It's the one thing that we're all afraid of and yet crave for in our lives. We all need it in order to make it through life, but we don't want it due to the hurt and anguish that it causes us. It's this crazy little thing called love that I'm talking about.
I remember the first time that I fell in love. I was fourteen, a freshman in high school and the girl who finally got the guy that she had liked since seventh grade. I needed him by that point, and I had him. My relationship with him was rocky, confusing and very new. I had never been connected to a person like that before and I never wanted to be with anyone else, but him. His name was Zak and we lasted 13 months (January 2007-February 2008), though it felt longer for after our break-up, we were still close and we still got together sometimes. My young and naive heart was finally broken a few months after our break-up when I realized that he was using me after our initial relationship and he had gotten a new girlfriend who harassed me over the internet for many months. By then I was like, "I never want to fall in love again,".
Not too long after our break-up, I began to fall for this guy, whose name won't be mentioned. He was really nice, good looking, but he had an emotional dark side. It was really hard to get him to open up to me, but when he finally did, I began to fall harder. Nothing happened between us because he was ended up dating a girl right before the summer started and I had quickly gotten over him. This was when I, officially, declared that I'd never fall in love again.
Summer '08 was awesome. I went out all the time with my friends and had many great adventures and times with them. I grew up, but I was still naive about love and my past relationship with Zak.
The summer ended and my junior year began. This was the first time in my life that I didn't have a crush on someone since I began noticing boys when I was five. I was independent and I was becoming a more mature and better friend than I was before. School was normal and I was happy to see that I didn't have any classes with Zak. I only had lunch with him, which wasn't too bad because I could ignore him (he sat at my table because his friends are my friends and still are). I was pretty much over him by then, but it was still hard and weird, in a way, to see him and talk to him sometimes.
I tried out for my school's FAME group, which is a singing and dancing performance group that only accepts about thirty kids a year. I tried out with my choir friends, Mike, Luciano, Andrew and Christina, so it made it easier and less nerve wracking on myself. I didn't make the group, which everyone else from choir did. I was so heart broken, but during the whole freaking out about FAME, I began to have a little crush on Andrew. I had almost all of my classes with him and he was my chemistry lab partner at that time. We grew really close, especially after spraining my ankle in October, which led my to have to use crutches for a week and a half. He carried my school stuff between all of my classes and even to my bus at the end of the day. He was so helpful and that's when I really began to fall for him. I invited him to my Halloween party and he ended up being to only guy there, which was funny.
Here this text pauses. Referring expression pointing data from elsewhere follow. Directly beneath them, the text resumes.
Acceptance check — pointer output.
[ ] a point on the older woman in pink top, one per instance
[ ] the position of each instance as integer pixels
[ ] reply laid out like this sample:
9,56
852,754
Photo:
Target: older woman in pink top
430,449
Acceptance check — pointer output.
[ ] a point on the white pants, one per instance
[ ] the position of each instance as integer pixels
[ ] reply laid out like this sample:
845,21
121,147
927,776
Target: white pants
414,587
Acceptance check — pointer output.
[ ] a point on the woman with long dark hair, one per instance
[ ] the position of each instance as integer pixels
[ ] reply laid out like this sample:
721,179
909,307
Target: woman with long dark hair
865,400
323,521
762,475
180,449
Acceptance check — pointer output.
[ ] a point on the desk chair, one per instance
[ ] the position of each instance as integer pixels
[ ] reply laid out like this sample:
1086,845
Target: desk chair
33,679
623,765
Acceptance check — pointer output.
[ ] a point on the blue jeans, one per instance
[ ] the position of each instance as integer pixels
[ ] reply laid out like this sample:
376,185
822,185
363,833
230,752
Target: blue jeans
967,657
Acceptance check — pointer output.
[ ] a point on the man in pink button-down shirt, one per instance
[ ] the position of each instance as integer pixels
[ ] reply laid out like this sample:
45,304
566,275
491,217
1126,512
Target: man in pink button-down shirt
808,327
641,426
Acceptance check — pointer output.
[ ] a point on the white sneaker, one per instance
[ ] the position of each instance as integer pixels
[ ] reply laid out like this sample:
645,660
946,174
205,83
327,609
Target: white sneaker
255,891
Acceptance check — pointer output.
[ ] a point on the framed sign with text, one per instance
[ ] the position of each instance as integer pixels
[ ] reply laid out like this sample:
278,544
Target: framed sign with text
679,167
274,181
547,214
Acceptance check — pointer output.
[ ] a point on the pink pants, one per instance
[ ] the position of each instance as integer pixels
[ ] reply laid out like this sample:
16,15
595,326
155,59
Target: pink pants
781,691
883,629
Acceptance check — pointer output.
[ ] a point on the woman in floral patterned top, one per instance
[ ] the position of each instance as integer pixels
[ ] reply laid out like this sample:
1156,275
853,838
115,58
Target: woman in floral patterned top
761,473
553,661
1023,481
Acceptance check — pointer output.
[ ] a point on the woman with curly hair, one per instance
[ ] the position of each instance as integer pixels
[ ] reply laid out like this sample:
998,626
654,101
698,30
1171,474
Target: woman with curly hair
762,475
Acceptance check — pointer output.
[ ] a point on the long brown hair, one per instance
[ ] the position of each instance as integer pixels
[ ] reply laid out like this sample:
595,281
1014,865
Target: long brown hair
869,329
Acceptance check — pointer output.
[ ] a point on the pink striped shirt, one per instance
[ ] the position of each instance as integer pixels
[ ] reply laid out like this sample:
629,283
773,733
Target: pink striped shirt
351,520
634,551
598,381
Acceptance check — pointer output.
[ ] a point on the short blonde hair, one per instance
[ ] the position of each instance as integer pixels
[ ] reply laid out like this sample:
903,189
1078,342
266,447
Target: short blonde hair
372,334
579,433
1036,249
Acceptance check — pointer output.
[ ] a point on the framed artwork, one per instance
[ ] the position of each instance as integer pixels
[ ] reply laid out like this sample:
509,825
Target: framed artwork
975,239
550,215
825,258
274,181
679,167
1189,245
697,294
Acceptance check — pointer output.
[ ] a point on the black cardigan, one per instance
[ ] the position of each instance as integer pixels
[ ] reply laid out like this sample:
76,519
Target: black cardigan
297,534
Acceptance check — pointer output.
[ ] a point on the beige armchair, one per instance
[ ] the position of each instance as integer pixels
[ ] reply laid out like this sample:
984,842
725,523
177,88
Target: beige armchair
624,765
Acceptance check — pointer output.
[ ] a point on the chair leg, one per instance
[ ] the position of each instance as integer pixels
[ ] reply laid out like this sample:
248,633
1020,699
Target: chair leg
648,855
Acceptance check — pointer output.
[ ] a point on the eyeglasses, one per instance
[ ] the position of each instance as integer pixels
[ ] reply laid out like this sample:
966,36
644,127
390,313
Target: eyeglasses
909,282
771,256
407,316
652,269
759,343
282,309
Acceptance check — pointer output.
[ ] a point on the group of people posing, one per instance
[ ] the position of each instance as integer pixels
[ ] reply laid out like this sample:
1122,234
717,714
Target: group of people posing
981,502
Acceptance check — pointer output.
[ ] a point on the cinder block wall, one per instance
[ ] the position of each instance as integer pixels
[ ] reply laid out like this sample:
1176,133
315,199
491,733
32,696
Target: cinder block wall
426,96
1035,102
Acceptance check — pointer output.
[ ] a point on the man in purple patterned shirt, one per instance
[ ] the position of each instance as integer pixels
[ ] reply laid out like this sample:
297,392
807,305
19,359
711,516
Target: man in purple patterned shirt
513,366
He and I were attached for, pretty much, the whole night. My ankle was still a bit sore at that point and he still got me whatever I needed. It was pretty funny actually, now that I think of it, that he would get up to get my a soda or something and I'd argue with him about it, saying that I could get my own stuff. About a week later, he asked me out and I said yes. That was on November 6 and I still say that that was the most nerve-wracking and best day of my life. Nerve-wracking because I knew what was going to happen that day, but I wasn't sure if I was ready for it or not and happy for obvious reasons.
I'm in love now, but I realized that I've always been in love. Love isn't about sex, attraction or dating, it's about finding people whom you truly care about and know that you'd fall apart in your life without them. I'm "in love" with my family, my besties and the people in my life whom I'd do anything for. Yes, I love my boyfriend more than others, that's expected, but I don't need a boyfriend to show me what love is really about. We all have love in our lives. No matter how terrible our lives our and how much we think that no one cares, there is always someone there whom we go to that truly cares about us.
The point of this post was for me to show you all my view on what love is. It has taken me a long time for me to see this and I know that I've got a lot more to learn, but for right now, I think that I've found what love truly is for myself because love is such an opinionated subject and I know that some whom are reading this will disagree with me and I know that some will agree with me and have more to add on this. I'm sorry if anyone is/was offended by anything I've said in this post.
The title is a homage to William Shakespeare's Hamlet ,in which the original quote is, "To be, or not to be, that is the question." and the quote "...crazy little thing called love..." is from the song, "Crazy Little Thing Called Love" by Elvis Presley. All rights go to whom ever the owners are.